A Son Excellence Monsieur Alpha CONDE, Président de la République de Guinée, 

Excellence,

A l’occasion de la journée  nationale du paysan que vous venez célébrer ce samedi, 12 mai 2018  à N’Zérékoré, je viens par la présente à vous, Monsieur le Président de la République, en ma qualité de citoyen guinéen conscient de ses droits, pour attirer votre attention sur les dangers liés à l’utilisation, de plus en plus généralisée, des produits chimiques dans l’agriculture. A cet effet, je fais appel à votre très réputé sens de l’écoute des préoccupations des populations guinéennes et à votre profond respect des lois démocratiques.

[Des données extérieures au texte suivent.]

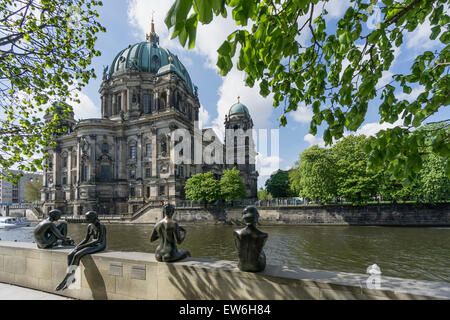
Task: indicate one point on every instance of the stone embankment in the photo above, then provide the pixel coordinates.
(136, 275)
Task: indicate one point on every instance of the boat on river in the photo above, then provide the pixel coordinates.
(13, 222)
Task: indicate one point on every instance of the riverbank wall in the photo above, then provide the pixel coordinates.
(136, 275)
(381, 215)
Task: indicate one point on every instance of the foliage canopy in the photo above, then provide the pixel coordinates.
(339, 70)
(46, 48)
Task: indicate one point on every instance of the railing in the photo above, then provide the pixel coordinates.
(281, 202)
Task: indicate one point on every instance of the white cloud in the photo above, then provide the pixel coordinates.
(419, 39)
(86, 109)
(209, 37)
(313, 140)
(410, 96)
(371, 129)
(303, 114)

Monsieur le Président, eu égard au caractère éminemment nocif de ces produits, il est simplement INCONCEVABLE et INTOLERABLE de donner libre cours à leur utilisation. Or, si l’on s’en tient au discours que vous avez vous-même tenu à N’zérékoré le 1er février 2018, l’importation de ces produits est passée de 10. 000 tonnes en 2010  à 100. 000 tonnes en 2017. Touche chose qui va à l’encontre des efforts entrepris au niveau mondial pour sauver notre planète TERRE. D’autant que, Monsieur le Président, les effets néfastes de l’utilisation de ces produits chimiques se ressentent sur la santé des populations, du sol, du sous-sol et de l’environnement guinéen de façon générale.

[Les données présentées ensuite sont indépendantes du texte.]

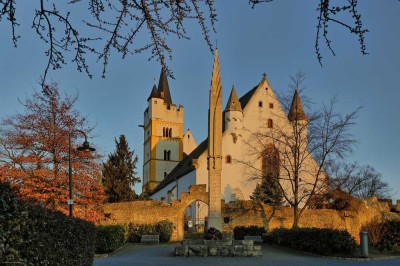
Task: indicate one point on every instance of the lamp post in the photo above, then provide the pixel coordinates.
(85, 147)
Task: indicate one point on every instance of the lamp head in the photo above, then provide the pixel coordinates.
(85, 147)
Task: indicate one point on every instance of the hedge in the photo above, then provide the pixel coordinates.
(42, 236)
(109, 238)
(316, 240)
(163, 229)
(12, 222)
(240, 231)
(391, 238)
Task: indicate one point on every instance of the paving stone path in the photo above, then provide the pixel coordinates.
(272, 255)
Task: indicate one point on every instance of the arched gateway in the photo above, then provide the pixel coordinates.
(197, 193)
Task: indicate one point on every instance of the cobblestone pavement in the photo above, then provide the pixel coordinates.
(272, 255)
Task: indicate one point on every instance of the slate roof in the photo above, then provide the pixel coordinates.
(185, 166)
(296, 111)
(233, 103)
(163, 87)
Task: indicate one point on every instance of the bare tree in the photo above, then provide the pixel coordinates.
(120, 22)
(361, 181)
(306, 143)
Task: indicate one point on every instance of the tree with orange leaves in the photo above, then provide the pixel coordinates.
(34, 155)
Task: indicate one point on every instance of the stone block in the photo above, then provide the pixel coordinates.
(198, 250)
(247, 242)
(254, 253)
(224, 251)
(182, 250)
(213, 251)
(238, 251)
(211, 243)
(225, 242)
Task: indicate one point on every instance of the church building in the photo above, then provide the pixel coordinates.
(173, 161)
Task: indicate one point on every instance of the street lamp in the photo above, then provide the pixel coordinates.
(85, 147)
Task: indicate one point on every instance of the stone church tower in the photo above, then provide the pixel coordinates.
(163, 134)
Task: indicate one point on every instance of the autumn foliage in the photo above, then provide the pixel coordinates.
(34, 155)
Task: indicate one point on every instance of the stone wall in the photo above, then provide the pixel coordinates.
(246, 213)
(152, 211)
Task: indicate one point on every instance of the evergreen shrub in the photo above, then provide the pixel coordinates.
(41, 236)
(12, 221)
(163, 229)
(391, 238)
(109, 238)
(240, 231)
(315, 240)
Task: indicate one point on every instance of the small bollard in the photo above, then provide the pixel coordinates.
(364, 244)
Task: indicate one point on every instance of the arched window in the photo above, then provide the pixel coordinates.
(270, 162)
(270, 123)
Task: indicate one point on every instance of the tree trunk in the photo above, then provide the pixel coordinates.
(296, 217)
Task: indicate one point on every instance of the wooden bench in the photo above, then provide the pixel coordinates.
(256, 239)
(150, 239)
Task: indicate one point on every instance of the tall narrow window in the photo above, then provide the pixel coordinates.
(270, 162)
(270, 123)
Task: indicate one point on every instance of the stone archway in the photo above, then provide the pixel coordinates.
(196, 193)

A propos, en plus du coût élevé lié à leur importation, je vous propose ci-dessous, Monsieur le Président, une liste non exhaustive de ces effets néfastes :

  • Les effets sur l’Homme :

Tout d’abord, l’Homme peut souffrir des engrais soit directement ou  indirectement. Les plus touchés par les dégâts directs sont évidemment les agriculteurs. Les substances chimiques utilisées dans l’agriculture ont encore des effets incertains : elles pourraient être la cause de   nombreuses maladies (différentes sortes de cancer)

Par opposition,  les dégâts indirects nous concernent tous. En effet, lors de l’infiltration des sols, les nitrates (notamment) rendent l’eau des nappes phréatiques impropre à la consommation. Le danger est ici une intoxication par consommation et par accumulation d’éléments dangereux pour l’Homme (nitrates, azotes, etc..).

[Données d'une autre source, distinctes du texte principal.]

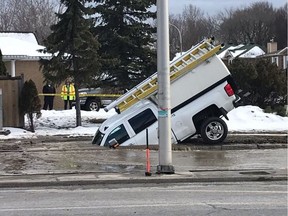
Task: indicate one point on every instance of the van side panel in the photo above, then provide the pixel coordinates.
(182, 119)
(195, 81)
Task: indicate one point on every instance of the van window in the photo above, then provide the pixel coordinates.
(119, 133)
(143, 120)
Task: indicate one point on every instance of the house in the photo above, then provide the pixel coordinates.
(279, 57)
(21, 55)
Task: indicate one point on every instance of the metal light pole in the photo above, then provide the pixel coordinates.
(164, 107)
(180, 36)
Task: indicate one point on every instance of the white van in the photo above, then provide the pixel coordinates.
(200, 97)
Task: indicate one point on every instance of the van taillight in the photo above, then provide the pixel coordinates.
(229, 90)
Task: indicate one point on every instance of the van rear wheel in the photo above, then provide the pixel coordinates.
(214, 130)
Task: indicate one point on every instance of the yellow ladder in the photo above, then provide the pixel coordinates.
(190, 60)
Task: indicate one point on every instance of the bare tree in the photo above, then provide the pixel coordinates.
(193, 25)
(28, 15)
(249, 25)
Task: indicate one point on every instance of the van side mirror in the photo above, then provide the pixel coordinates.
(113, 143)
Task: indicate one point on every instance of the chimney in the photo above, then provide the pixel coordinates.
(271, 46)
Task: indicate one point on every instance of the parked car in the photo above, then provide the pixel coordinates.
(92, 99)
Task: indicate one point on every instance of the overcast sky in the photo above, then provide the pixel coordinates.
(212, 7)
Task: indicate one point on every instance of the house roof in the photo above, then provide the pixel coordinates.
(241, 51)
(282, 52)
(20, 46)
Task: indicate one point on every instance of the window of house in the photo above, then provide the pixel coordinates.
(143, 120)
(119, 133)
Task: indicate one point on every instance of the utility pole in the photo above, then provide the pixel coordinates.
(164, 108)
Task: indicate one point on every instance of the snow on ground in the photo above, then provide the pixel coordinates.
(249, 119)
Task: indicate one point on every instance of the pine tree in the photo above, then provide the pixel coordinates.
(74, 49)
(126, 37)
(30, 103)
(3, 71)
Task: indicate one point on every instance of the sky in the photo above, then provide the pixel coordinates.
(249, 119)
(212, 7)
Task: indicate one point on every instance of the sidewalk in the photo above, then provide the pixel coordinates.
(73, 179)
(79, 163)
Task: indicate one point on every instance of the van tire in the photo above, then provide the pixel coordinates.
(214, 130)
(92, 105)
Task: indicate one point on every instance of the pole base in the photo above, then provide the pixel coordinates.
(165, 169)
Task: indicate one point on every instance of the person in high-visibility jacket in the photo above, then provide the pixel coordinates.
(68, 94)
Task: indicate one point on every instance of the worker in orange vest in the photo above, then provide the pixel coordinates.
(68, 94)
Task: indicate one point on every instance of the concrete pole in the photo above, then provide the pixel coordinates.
(13, 71)
(1, 111)
(180, 36)
(164, 109)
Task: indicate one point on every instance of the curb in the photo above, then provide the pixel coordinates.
(65, 180)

De plus, la consommation d’animaux intoxiqués par ces mêmes éléments est un danger supplémentaire pour l’Homme.

  • Les conséquences sur l’environnement. :

Du fait de leur teneur très élevée en azote, nitrate et potasse, ces peuvent nourrir les plantes jusqu’à leur capacité d’absorption maximum (voire parfois les tuer en cas de concentration trop élevée, comme le montre notre expérience).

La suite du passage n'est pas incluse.